One of the seedier side effects of all the micro transactions in modern video games is that they’ve opened up the floodgates for blackmarket trading and gambling. Would you believe it, but there seem to be quite a few people falling foul of the law, and two men have pleaded guilty of breaching the UK Gambling Act with their FIFA Coins gambling site.
A key factor was that Craig Douglas and Dylan Rigby’s website, FUT Galaxy, would allow you to turn the virtual currency into real money, akin to cashing in your chips at a casino. Doing so without the appropriate licenses meant they were breaking the law.

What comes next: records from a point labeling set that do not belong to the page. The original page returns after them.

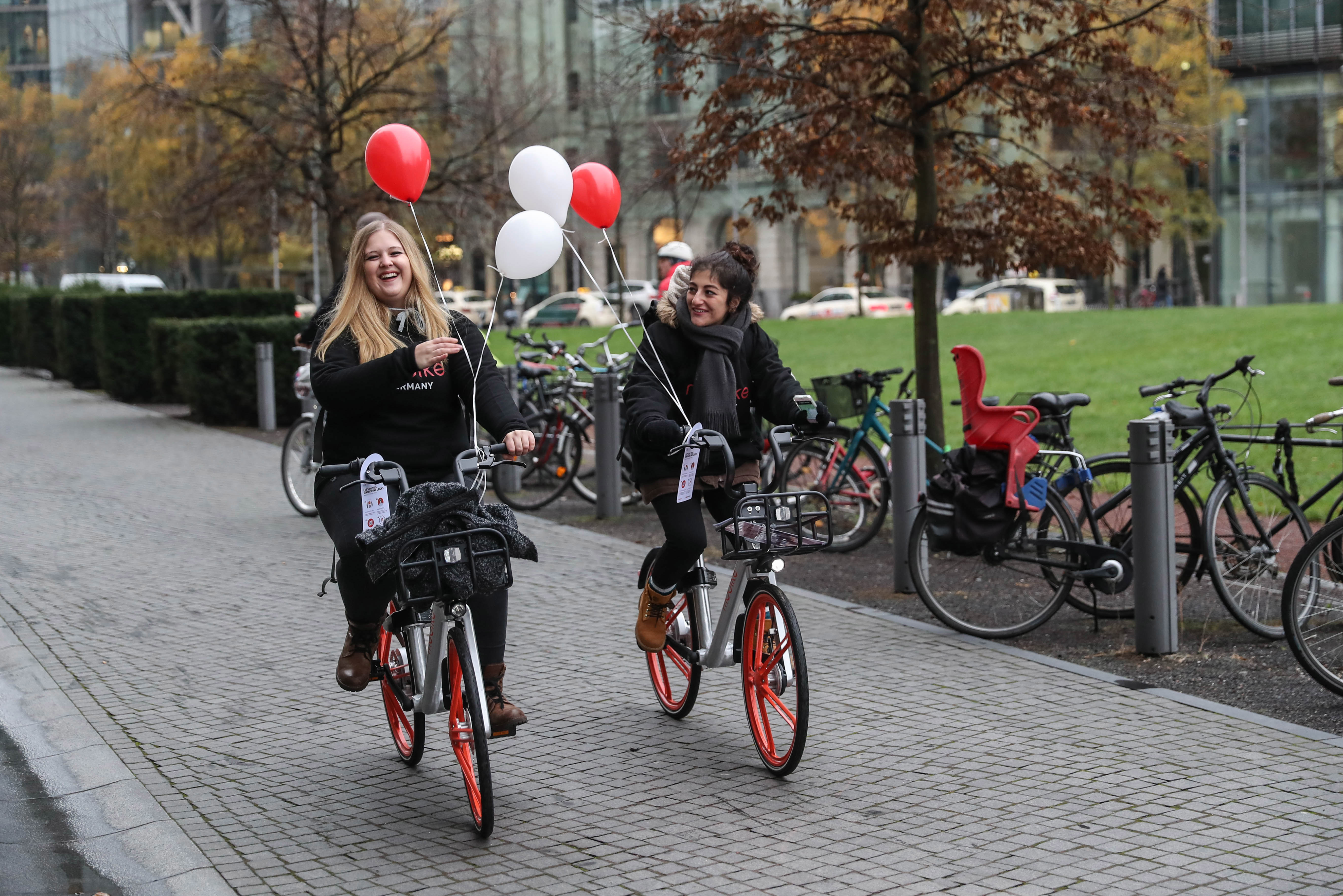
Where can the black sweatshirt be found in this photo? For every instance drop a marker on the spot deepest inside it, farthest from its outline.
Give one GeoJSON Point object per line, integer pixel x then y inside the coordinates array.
{"type": "Point", "coordinates": [416, 418]}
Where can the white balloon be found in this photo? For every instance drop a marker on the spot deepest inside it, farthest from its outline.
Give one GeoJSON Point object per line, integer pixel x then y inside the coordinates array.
{"type": "Point", "coordinates": [542, 181]}
{"type": "Point", "coordinates": [528, 245]}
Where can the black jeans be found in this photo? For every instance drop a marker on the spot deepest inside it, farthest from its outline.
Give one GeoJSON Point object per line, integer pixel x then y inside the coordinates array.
{"type": "Point", "coordinates": [687, 538]}
{"type": "Point", "coordinates": [366, 601]}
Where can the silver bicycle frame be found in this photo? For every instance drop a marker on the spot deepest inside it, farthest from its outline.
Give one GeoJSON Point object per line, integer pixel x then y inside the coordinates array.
{"type": "Point", "coordinates": [428, 661]}
{"type": "Point", "coordinates": [719, 651]}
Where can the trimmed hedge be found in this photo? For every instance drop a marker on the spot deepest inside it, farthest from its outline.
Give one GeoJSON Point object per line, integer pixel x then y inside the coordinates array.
{"type": "Point", "coordinates": [72, 332]}
{"type": "Point", "coordinates": [30, 328]}
{"type": "Point", "coordinates": [121, 330]}
{"type": "Point", "coordinates": [217, 366]}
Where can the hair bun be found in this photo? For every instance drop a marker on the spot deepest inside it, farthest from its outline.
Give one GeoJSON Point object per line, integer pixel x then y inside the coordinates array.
{"type": "Point", "coordinates": [745, 256]}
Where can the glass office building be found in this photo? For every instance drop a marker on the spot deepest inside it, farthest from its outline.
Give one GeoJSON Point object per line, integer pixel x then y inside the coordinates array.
{"type": "Point", "coordinates": [1284, 61]}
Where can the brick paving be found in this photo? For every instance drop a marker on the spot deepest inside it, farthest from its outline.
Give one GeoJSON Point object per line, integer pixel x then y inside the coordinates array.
{"type": "Point", "coordinates": [160, 575]}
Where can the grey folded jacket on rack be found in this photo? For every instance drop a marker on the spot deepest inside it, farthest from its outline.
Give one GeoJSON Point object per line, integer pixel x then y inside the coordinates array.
{"type": "Point", "coordinates": [444, 508]}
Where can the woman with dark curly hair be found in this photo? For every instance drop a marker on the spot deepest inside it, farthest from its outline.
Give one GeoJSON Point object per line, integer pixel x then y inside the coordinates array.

Further to that, both were guilty of advertising unlawful gambling via Douglas’ YouTube channel, where he goes by the online handle Nepenthez and has over 1.3 million subscribers.
Gambling sites were propelled into the limelight last year when Trevor “Tmartn” Martin and Thomas “ProSyndicate” Cassell were exposed as the owners of CSGO Lotto, a site that they owned and could potentially manipulate for promotional videos through Martin’s YouTube channel that did not make full disclosure. It led to Valve changing its policies and banning CS:GO skins gambling and has seen a number of lawsuits filed in the US. There was also a really weird apology video in which Martin kissed his dog.
Source: BBC
PoolieMike
I used to play FIFA back in 08-12 with Nepenthez.
Pointless fact of the day for you there.
Tony Cawley
Should’ve stuck with him, then you too could be heading to prison for running a gambling operation without the correct license!
leeroye
I am sick of all these gambling options is games these days, especially when devs/publishers know kids play their games.
Buy this lucky box and see what random crap is inside, oh you didnt want that item, here buy another random box. The whole thing needs to made illegal, it just encourages kids to gamble. God knows how many of todays kids will have gambling addictions in the future as a direct result of this practice in todays games.
Whats even worse is when these two scumbags take full advantage.
Tony Cawley
I totally agree with you, I have no problem with randomised loot boxes or player packs or whatever in games, but when the option is added to buy them for real cash you’re headed into whole new territory altogether.
If the game is free to play, that’s one thing, they’ve got to make money some way. But in the instance of fully paid for AAA games like FIFA and Overwatch or CoD or whatever, I just don’t think it’s right at all.
Why should my son be hassling me to buy him Overwatch loot boxes when I’ve already spent £50 buying him the game?
The Lone Steven
Serves the bugger right. Hope this is the start of the end of gambling and that it will end up leading to Microtransaction loot stuff being eradicated in triple A games that cost £40+. Why should I feel the need to spend further cash on it just to try to get the stuff? Remember when it used to be free? Steven remembers. Steven also remembers that one game you played and don’t want anyone to find out. Would be a reaaal shame if it were to be leaked.